Dividends. We will pay quarterly cumulative dividends, in arrears, on our Series C Participating Preferred Shares from and including the date of original issuance on the last day of each March, June, September and December. The first dividend is scheduled to be paid on June 30, 2014 to record holders as of June 15, 2014. The dividend rate of 5.500% per annum will be applied to the initial liquidation preference from the issue date to but excluding March 31, 2021. Thereafter, a dividend rate of 10.000% per annum will be applied to the initial liquidation preference plus the HPA Amount.
Redemption at Our Option. After March 31, 2018, we may redeem for cash all but not less than all of the Series C Participating Preferred Shares by paying the liquidation preference (including any HPA Amount), plus any accrued and unpaid dividends, to, but excluding, the redemption date.
Conversion at Our Option.

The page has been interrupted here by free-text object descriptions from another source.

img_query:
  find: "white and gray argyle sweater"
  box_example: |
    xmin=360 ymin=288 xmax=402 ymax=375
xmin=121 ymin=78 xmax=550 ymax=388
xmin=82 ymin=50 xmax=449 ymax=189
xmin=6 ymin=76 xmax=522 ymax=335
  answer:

After March 31, 2018, we may convert all but not less than all of the Series C Participating Preferred Shares into our Class A common shares of beneficial interest, $0.01 par value per share, or our Class A common shares, using a conversion ratio per Series C Participating Preferred Share equal to (i) the sum of the initial liquidation preference and the HPA Amount, plus any accrued and unpaid dividends to, but excluding, the conversion date (to occur on the fourth business day following the notice of conversion), divided by (ii) the one-day volume-weighted average trading price, or the VWAP, of our Class A common shares on the New York Stock Exchange, or NYSE, as reported by Bloomberg, if available, on the date the notice of conversion is issued.